Estas palomas, ajenas a todo este ajetreo mundano, están más cerca del cielo que este bullicioso aire sobre la tierra.
Hay redoble de tambores, dulces clarinetes y trompetas metálicas. Van de la mano y al mismo paso fe y fiesta. Los niños juegan con su habitual aire distraído sin importarle si se escapan los momentos, no se aferran como sus mayores, temerosos de perderlos de vista para siempre como nubes en el horizonte. Por eso, con sus móviles en alto, son los ojos que no olvidarán. Va uniéndose a la muchedumbre más gente, apiñadas en un engrudo indefinido de color pardo, afincadas al filo de las aceras para ver desfilar el cortejo de imágenes sagradas y las penitentes almas. Hay mujeres vestidas de negro de los pies a la cabeza y nazarenos de oro y grana, una cohorte de cofrades y clérigos con sus hábitos blanco y púrpura. Va la comitiva con cirios y farolillos con llamas titilantes, cargan a pulso estandartes, cruces de madera, bastón de mando y suenan las campanillas en los varales del palio. Abajo, ocultos por el paño, cargan el trono los costaleros. Cuerpo con cuerpo aportándose calor frente al viento gélido de la noche. Vivos que adoran la muerte con ansias de vida.

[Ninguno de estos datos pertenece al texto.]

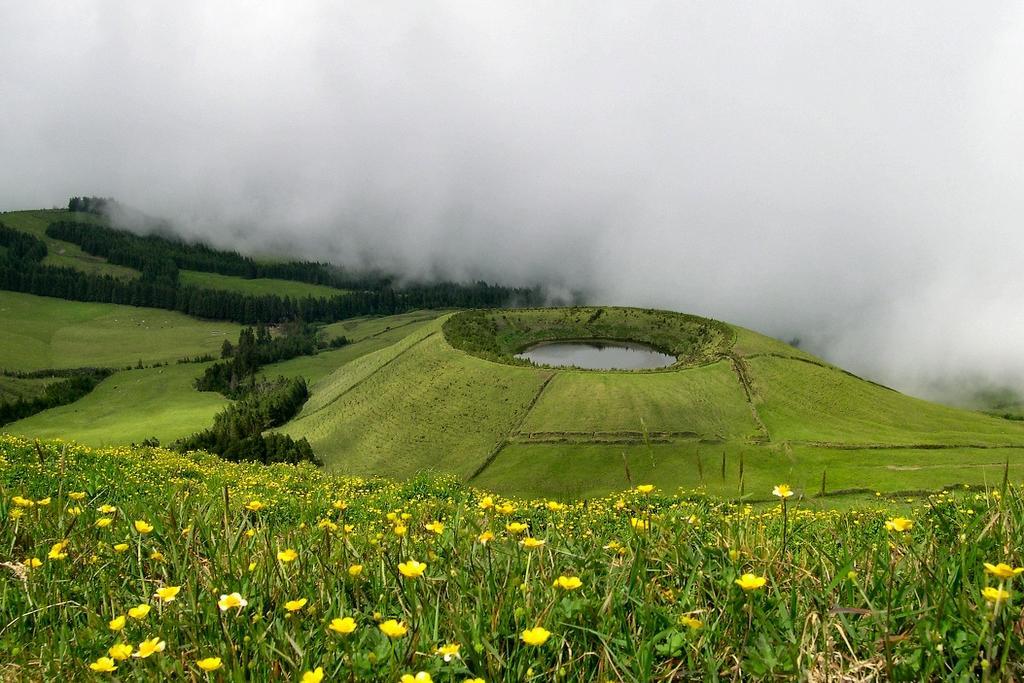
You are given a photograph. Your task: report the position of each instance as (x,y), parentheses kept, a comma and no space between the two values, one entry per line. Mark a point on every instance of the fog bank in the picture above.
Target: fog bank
(847,173)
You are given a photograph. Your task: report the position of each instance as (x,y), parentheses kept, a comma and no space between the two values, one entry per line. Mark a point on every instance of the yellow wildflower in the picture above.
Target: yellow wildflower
(120,651)
(640,524)
(232,600)
(139,611)
(151,646)
(314,676)
(782,491)
(343,625)
(412,568)
(209,664)
(691,622)
(1003,570)
(393,629)
(295,605)
(899,524)
(536,636)
(421,677)
(168,593)
(102,666)
(751,582)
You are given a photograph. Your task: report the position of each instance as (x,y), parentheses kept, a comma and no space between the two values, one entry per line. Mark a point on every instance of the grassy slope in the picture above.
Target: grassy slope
(803,401)
(415,406)
(429,406)
(822,573)
(129,407)
(64,253)
(256,287)
(573,470)
(706,400)
(42,332)
(13,388)
(360,328)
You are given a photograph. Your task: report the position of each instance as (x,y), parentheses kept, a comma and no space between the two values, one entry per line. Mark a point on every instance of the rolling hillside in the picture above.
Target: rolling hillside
(423,404)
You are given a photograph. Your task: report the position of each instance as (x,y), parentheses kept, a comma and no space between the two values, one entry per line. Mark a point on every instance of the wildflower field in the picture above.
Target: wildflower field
(141,564)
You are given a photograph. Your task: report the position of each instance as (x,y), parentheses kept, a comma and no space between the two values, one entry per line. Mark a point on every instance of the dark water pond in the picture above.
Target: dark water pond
(597,355)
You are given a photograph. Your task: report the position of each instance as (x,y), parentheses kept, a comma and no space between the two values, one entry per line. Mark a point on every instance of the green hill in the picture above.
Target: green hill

Sobre una teja la inocente paloma está ausente de ese caos, con su pico metido entre las plumas del pecho, indolente, flemática, abullonado su plumaje para darse abrigo en este moribundo atardecer que se aproxima al ocaso. ¿Qué le importa este bullir del fondo si ella solo escucha cómo se arrastran los pies de las sombras y qué soplos apagan las velas del día para entregarse a las profundidades del sueño?